Neue Unterrichtsformen ermöglichen
Es kommt noch eine dritte Stossrichtung dazu, nämlich die Schaffung flexibler Lernformate mit dem Zweck, den starren Lektionentakt aufzubrechen und so vielfältige neue Unterrichtsformen – ein Kernelement des Reformprojekts «Gymnasium der Zukunft» – zuzulassen. Bei den Lehrkräften stiessen diese Lernformate auf erheblichen Widerstand. Hauptkritikpunkte waren, dass der vorgeschlagene Umfang dafür zu hoch angesetzt sei, dass es vor allem zu vermeiden gelte, dass ein Fach nur noch über eine Lektion im regulären Unterricht verfüge, während die übrigen Lektionen als flexible Lernformate eingesetzt würden. Dazu wurden, vor allem vonseiten der Stundenplaner Zweifel an der praktischen Umsetzbarkeit geäussert.

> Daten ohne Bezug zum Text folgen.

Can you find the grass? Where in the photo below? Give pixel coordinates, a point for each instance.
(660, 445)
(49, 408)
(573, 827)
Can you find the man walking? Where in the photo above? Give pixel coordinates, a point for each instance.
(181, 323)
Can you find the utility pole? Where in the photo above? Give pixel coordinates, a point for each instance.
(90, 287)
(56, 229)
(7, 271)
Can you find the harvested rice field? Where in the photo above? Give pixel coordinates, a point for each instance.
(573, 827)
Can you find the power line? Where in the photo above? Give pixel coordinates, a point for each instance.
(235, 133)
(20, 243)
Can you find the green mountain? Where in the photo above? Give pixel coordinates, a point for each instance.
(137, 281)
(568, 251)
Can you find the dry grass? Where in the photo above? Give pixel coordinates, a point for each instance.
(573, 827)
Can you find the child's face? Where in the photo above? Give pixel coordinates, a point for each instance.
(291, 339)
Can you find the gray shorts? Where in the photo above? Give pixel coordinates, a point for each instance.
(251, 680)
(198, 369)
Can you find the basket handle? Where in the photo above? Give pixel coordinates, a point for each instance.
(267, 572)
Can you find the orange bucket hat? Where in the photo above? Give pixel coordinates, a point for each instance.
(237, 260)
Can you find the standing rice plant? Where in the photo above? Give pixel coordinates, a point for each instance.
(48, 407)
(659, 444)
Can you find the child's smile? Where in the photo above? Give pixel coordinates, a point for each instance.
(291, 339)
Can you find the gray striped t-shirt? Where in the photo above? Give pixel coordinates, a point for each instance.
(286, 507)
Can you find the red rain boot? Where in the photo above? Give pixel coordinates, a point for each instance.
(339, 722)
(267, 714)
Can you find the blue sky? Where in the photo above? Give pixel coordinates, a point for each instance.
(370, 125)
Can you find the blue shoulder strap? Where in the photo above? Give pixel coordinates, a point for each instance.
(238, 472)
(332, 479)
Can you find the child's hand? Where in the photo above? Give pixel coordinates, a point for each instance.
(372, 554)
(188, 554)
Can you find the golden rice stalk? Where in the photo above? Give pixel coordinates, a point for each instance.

Durch die Einführung neuer Fächer im neuen Rahmenlehrplan kommt es mit Blick auf die Stundentafel notgedrungen zu einem Verteilkampf zwischen den einzelnen Fächern. Die Förderung der MINT-Fächer, also der Fächer Mathematik, Informatik, Naturwissenschaft und Technik, führt überdies zu einer Verlagerung der Prioritäten in der Schule, bei der unter anderem Fächer wie Geschichte und Politische Bildung unterliegen müssen. Und das, obwohl die Politische Bildung zu stärken ursprünglich ein Hauptanliegen der Maturareform war. So ist einmal mehr zu befürchten, dass die geisteswissenschaftlichen Fächer zu den Verlierern der Maturareform werden.
Von Prof. Dr. Mario Andreotti.
Über den Autor
Prof. Dr. Mario Andreotti, ehemaliger Gymnasiallehrer und heute Dozent für Neuere deutsche Literatur, ist ein profunder Kenner der schweizerischen Bildungslandschaft. 2019 veröffentlichte er im Verlag FormatOst dazu das vielbeachtete Buch «Eine Kultur schafft sich ab. Beiträge zu Bildung und Sprache».